Kultur ist – wie Sie sagen – eine wichtige Methode sozialer Arbeit. Inwieweit begreifen sich Wohlfahrtsverbände als Kulturakteure?

Wir sind in erster Linie Akteure der sozialen Arbeit, aber die Beschäftigung mit Kultur oder Kulturprojekten ist für uns eine wesentliche und erfolgversprechende Methode der sozialen Arbeit. Ich glaube, Sie finden heute niemanden mehr, der in der sozialen Arbeit unterwegs ist und das anders sehen würde. Aber wichtig ist: Wir machen keine Kulturarbeit, weil wir die Kulturnation noch schöner machen wollen; wir machen Kulturarbeit, weil soziale Arbeit heute nicht mehr ohne Kulturarbeit denkbar ist.

Sie haben bereits angedeutet, dass Kulturarbeit auch bei der Arbeit mit Geflüchteten eine Rolle spielt. Wie kann und soll die Lebenslage von Geflüchteten und anderen sozialen Randgruppen in Deutschland durch die Arbeit der Wohlfahrtsverbände verbessert werden?

Die Phase der Notaufnahme und Erstversorgung der Flüchtlinge war ein unglaubliches Beispiel für die sehr große Stärke der Zivilgesellschaft und den sozialen Zusammenhalt in Deutschland. Die Wohlfahrtsverbände und ihre Organisationen haben eine wichtige Rolle gespielt, aber auch drum herum gab es unendlich viele Initiativen, die sich sehr verdient gemacht haben. Das ging los mit der Verteilung von Wasserflaschen und geschmierten Brötchen am Bahnhof bis hin zu persönlicher Begleitung ins neue Leben, in die neue Sprache und in Richtung neuer Arbeitsmarkt. Die Patenschaften, die zu vielen Tausenden noch laufen, sind Begleitungen bei Erkundungsgängen in eine fremde Kultur. Und das ist natürlich keine Einbahnstraße. Der Pate verändert sich genauso wie der geflüchtete Mensch, denn dieser gegenseitige Abgleich von Erfahrungen – auch metasprachlich in der Auseinandersetzung mit Kunst, Bauwerken, Musik, Tanz, Theater – verändert beide. Das ist auch unsere Vorstellung von Integration, die eigentlich dann eher mit dem Wort „Inklusion“ besser getroffen ist. Integration heißt, ich ermögliche einem anderen den Zugang zu meiner Kultur; während Inklusion beinhaltet, dass Menschen mit unterschiedlichen Erfahrungshintergründen zusammenkommen, etwas gemeinsam machen und dabei verändern sich alle. Was 2015 so spontan angefangen hat, ist dann zum Teil sehr verdienstvoll von größeren staatlichen Programmen wie „Kultur macht stark“ vom Bundesbildungsministerium, aber auch von den Projektprogrammen vom Familienministerium oder der Bundesbeauftragten für Migration, Flüchtlinge und Integration weitergeführt worden. Das sind alles Programme, die zweifellos quantitativ nicht wesentlich über ein Modellprojekt hinauskommen. Aber sie sind methodisch so angelegt, dass man sagt: Es braucht Gelegenheiten, es braucht Orte und es braucht Räume, wo sich Menschen mit unterschiedlichem kulturellen Hintergrund, aber in Respekt begegnen können. Das Ziel dieser Arbeit mit Geflüchteten ist natürlich, den Geflüchteten einen Zugang zu unserer Welt zu eröffnen, ihnen aber auch die Gelegenheit zu geben, diese Basisressourcen – Selbstwertgefühl, Selbstwirksamkeitsgefühl, Verankerung und Sinn – zu erschließen.

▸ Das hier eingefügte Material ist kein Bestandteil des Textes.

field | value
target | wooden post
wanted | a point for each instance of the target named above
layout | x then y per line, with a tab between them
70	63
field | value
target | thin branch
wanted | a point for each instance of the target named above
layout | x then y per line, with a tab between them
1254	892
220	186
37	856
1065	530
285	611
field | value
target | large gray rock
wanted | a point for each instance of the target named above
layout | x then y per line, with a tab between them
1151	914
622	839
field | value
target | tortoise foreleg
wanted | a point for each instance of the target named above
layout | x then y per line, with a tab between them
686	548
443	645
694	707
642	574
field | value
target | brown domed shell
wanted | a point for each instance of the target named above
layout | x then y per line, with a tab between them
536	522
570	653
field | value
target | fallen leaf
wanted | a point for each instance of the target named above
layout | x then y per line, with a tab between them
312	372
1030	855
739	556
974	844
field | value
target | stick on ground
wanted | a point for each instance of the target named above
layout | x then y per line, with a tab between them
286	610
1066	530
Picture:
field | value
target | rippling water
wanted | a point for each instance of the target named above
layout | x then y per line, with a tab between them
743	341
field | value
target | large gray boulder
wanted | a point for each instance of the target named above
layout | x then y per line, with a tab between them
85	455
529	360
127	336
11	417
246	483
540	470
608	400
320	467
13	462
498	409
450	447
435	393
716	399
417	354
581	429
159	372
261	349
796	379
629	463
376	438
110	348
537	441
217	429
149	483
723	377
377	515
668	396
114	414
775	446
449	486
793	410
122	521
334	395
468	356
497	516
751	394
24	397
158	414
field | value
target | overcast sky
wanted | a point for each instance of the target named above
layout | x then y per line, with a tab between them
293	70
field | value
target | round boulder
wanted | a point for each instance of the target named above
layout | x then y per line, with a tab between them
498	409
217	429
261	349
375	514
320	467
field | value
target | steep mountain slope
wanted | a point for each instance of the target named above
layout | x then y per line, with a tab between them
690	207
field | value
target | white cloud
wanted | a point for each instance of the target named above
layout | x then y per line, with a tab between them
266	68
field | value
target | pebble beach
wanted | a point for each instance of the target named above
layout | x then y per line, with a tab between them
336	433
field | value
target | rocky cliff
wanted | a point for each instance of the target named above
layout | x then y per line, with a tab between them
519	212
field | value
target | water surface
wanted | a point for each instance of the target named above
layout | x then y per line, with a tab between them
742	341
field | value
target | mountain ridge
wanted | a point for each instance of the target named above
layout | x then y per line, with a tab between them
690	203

Kultur macht stark – Sie haben es bereits angesprochen. Der Paritätische ist auch daran beteiligt. Wie sieht die Beteiligung genau aus?

Der Paritätische ist ein Dachverband von über 10.000 rechtlich, politisch und ökonomisch selbstständigen Mitgliedsorganisationen, die sich einem gemeinsamen Werteprogramm verpflichtet fühlen. Wenn wir, wie in diesem Falle, Mittel aus einem Bundesprogramm bekommen, dann schreiben wir aus. Dann bewerben sich kleine und größere Initiativen. Da wählen wir nach Qualitätskriterien aus, wem wir das stets zu knappe Geld zur Verfügung stellen. Da kommen dann auch Projekte, an die wir nie gedacht haben: Die Möglichkeit, über Schwarzlichttheater oder Puppentheater Fluchterfahrungen, traumatische Erlebnisse aufzuarbeiten. Oder auch einfach über gemeinsames Malen Entsetzlichkeiten zu verarbeiten, die man überhaupt nicht versprachlichen kann. Unsere Organisationen haben dann mehr die Aufgabe, Einheimische und Geflüchtete zusammenzuführen, aber auch einen schützenden Rahmen zu bilden, in dem sich etwas entfalten kann. Die Projektformate sind ganz variabel. Das geht von zweitägigen Kursen bis hin zu wochenlangen Kursfahrten. Diese beziehen sich wiederum auf alle Sparten: Malerei, Tanz, Theater, Musik usw.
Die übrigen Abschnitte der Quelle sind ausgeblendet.